Morning has always been the best time for me to comprehend and retain what I read and to productively write.  That's when I prefer to research and even to grade.  I'm a superwoman in the morning.  My efficiency is off the charts.  If left alone, I can produce a ton of work between 7 and 10 am.  And then my mind begins to wander and I need a break and I feel the urge to get up and get moving around.  Later in the day, productivity plummets.  I find it much more difficult to focus or stay motivated.  At night, you can forget it.  My husband and I have joked for years that I'm worthless past 9 pm.  We actually have a rule that he can't bring up any topic that I actually have to think about, analyze, and make a decision on past 9 pm.  I just can't do it.  

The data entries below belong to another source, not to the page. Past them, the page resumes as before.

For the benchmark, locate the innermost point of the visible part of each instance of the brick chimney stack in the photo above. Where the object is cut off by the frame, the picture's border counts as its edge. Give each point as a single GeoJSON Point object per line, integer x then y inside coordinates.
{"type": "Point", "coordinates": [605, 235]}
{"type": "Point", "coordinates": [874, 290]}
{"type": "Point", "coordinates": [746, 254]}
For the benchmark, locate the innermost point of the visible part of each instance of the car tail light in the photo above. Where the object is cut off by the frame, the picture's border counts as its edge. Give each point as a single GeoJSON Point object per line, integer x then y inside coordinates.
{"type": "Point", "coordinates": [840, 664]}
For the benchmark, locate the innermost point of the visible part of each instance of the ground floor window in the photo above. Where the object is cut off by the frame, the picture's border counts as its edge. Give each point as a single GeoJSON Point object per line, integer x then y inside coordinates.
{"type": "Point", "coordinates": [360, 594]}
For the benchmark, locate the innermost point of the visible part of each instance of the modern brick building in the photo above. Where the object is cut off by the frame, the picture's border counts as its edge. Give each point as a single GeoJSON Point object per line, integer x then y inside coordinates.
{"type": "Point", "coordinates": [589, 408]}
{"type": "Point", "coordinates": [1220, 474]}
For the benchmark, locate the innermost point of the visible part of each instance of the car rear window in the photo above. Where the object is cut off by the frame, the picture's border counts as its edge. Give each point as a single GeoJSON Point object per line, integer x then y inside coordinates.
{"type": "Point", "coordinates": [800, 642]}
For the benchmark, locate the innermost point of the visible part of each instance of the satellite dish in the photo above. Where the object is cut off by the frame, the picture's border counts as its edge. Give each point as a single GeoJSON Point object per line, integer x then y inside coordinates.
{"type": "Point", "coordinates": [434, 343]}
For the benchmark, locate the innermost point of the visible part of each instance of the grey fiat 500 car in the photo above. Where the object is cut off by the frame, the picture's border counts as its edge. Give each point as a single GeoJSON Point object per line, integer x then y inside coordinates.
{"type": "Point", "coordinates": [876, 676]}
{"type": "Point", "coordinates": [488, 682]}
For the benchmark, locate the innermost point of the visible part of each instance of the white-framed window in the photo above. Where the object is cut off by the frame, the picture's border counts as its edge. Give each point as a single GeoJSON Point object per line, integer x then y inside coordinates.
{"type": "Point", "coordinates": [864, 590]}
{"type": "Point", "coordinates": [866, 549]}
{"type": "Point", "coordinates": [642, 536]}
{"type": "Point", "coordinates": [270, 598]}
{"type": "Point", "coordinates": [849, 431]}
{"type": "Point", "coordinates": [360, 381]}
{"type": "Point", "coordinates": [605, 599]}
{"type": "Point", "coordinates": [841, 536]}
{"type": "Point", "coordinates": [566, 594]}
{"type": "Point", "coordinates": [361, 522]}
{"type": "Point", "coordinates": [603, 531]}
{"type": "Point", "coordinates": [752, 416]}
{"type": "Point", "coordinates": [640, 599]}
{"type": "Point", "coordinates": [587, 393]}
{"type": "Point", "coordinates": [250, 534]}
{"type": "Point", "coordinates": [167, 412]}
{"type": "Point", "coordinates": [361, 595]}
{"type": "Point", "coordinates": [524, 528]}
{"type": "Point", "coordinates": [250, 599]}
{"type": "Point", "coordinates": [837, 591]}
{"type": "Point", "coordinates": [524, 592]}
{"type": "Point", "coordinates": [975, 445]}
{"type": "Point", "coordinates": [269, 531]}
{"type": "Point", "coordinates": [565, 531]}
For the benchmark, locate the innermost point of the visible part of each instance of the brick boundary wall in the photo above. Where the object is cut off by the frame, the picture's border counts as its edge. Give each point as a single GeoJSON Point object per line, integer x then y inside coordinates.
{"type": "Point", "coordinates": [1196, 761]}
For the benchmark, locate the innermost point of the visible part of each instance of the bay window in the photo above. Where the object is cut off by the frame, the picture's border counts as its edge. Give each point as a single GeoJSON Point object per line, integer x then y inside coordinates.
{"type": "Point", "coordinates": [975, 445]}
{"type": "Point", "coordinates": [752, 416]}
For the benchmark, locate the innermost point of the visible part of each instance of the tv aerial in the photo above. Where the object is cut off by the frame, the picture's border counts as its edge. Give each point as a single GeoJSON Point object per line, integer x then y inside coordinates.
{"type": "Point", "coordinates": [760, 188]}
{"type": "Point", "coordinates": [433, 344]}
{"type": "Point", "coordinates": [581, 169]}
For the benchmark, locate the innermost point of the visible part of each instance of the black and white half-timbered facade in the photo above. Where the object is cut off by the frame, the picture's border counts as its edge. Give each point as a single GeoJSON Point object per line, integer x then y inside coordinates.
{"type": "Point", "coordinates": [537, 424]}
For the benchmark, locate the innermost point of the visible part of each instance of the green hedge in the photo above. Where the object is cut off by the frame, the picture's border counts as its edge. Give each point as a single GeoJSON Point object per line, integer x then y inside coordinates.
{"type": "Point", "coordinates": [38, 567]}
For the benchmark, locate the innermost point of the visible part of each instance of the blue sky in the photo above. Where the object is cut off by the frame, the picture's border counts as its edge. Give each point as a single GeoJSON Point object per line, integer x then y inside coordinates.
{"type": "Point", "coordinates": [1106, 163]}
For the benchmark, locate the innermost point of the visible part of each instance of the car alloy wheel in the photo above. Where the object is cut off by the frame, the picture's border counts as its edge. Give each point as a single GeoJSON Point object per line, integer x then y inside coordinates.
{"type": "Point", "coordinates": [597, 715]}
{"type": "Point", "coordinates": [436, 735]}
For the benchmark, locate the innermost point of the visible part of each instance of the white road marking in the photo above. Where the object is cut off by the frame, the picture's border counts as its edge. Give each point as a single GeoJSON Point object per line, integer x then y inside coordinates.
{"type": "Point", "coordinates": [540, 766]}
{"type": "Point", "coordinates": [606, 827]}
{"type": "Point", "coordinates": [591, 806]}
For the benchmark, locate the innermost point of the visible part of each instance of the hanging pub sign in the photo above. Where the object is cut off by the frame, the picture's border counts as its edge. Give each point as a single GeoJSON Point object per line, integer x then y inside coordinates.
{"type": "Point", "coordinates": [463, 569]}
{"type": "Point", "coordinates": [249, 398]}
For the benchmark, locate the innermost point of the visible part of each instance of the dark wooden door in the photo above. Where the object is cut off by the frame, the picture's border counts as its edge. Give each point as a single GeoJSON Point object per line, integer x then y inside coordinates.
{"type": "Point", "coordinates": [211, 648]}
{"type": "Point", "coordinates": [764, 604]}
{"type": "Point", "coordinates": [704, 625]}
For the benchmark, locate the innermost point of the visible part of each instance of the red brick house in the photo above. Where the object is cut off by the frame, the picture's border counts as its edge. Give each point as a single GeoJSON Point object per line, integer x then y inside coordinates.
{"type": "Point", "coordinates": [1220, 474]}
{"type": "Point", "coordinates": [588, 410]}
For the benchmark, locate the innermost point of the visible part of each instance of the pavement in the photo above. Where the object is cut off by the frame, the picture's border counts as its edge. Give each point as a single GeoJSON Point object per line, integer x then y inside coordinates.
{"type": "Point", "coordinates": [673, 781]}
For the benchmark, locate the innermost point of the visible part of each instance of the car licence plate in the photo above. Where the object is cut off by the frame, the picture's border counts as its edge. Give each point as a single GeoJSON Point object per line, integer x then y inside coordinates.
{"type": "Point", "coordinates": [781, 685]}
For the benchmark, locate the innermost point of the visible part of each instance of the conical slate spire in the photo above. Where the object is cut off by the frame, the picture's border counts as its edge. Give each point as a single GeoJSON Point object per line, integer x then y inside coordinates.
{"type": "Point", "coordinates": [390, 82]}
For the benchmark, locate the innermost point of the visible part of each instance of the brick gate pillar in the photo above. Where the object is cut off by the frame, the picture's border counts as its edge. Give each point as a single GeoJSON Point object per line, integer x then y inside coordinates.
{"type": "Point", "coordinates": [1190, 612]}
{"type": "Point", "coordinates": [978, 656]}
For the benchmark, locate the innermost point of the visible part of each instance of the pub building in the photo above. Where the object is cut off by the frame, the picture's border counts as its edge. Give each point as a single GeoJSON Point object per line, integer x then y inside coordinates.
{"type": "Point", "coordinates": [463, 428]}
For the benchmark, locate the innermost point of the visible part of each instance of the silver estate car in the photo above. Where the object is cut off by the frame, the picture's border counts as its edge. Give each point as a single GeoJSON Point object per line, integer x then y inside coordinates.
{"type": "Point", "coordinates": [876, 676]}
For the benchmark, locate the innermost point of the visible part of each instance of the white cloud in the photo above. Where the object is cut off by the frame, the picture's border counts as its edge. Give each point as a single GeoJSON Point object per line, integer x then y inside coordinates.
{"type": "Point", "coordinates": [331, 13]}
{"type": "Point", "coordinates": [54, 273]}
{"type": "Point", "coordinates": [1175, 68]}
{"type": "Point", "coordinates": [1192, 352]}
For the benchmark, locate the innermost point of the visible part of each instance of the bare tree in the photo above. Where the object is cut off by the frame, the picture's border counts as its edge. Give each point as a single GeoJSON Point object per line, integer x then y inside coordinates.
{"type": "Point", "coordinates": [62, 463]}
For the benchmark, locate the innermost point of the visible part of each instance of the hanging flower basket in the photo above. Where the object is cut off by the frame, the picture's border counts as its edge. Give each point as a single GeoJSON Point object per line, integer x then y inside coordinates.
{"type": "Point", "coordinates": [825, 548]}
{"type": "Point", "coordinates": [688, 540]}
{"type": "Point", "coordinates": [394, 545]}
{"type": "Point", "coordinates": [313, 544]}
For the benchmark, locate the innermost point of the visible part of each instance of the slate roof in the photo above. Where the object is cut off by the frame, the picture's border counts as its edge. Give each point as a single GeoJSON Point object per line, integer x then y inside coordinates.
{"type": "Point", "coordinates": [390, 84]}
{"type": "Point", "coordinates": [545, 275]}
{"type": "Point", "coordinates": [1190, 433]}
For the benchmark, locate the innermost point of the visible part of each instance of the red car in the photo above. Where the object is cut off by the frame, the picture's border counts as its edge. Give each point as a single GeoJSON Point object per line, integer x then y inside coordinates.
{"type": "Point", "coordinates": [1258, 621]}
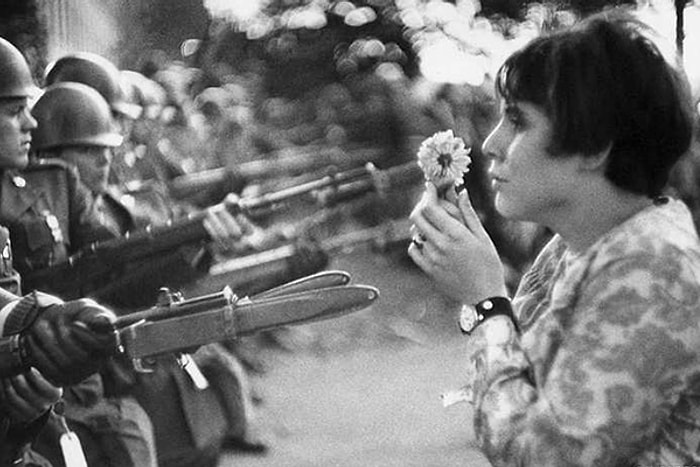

So having a kid is just killing me in this area, because he is a little early morning riser, too, but he wakes up instantly demanding my full attention and even if I'm not willing to give it to him, he manages to co-opt my whole brain by distracting me with protests.  The only alone time I can ever find is after he goes to bed, which is pretty much the beginning of my worthless time. I've tried to read at that hour, but it's in one ear and out the other, so to speak.  I've tried to grade, but it takes excruciatingly longer for me to get through the pile than it would if I could just do it at 7 am. I try to lesson plan, but it's robotic.  No great ideas come to me.  

If I haven't posted on the blog in a while, you can bet it's because I've had a long sequence of "mama! mama!" mornings.  The only reason I'm getting away with it right now is I gave in to his request to watch a video and I needed to get this off my chest and I don't have to get us up and ready to rush off to work today.  

Losing my mornings has effected the quality of the work I produce and my confidence in it.  It has made me into a scattered tired frazzled person on too many days, a shadow of who I used to be.  The loss of solitude has taken its toll on my overall happiness and sense of self.  If I don't get time with myself to reflect and dream and plan because my brain is constantly hijacked, then who am I?  What do I want out of life?  Who knows.  I don't get to have that conversation with myself enough anymore.  

And I don't think much of this will change anytime soon, but just like with any other type of mourning, I really need to hear someone say that they get it and they're sorry for my loss and that I'll get through this somehow.  Or that they'll send me to sleep in a hotel one night so I can have the morning to myself.  Or take my kid to their house for the night.  

The simpler solution would be that my husband could take his share of turns being the first responder, getting out of bed to take the kid to the living room and wipe his nose and make breakfast, or better yet, take him out of the house to a coffee shop, and leave me locked in the bedroom for a while.  But somehow I have not managed to negotiate this successfully yet. Which makes me feel like a failure on top of the rest.  I think I fell into this trap by being a morning person.  That meant I was usually up first anyway and peppier in the morning and better able to handle the demands of a young child.  So, by default the mornings became my job.  And I didn't mind at first.  But I didn't understand what the loss of my mornings was going to do to me.  So, I've got to come up with a solution.  

How are the rest of you handling these type of losses, or better, managing to save and protect the things you really need?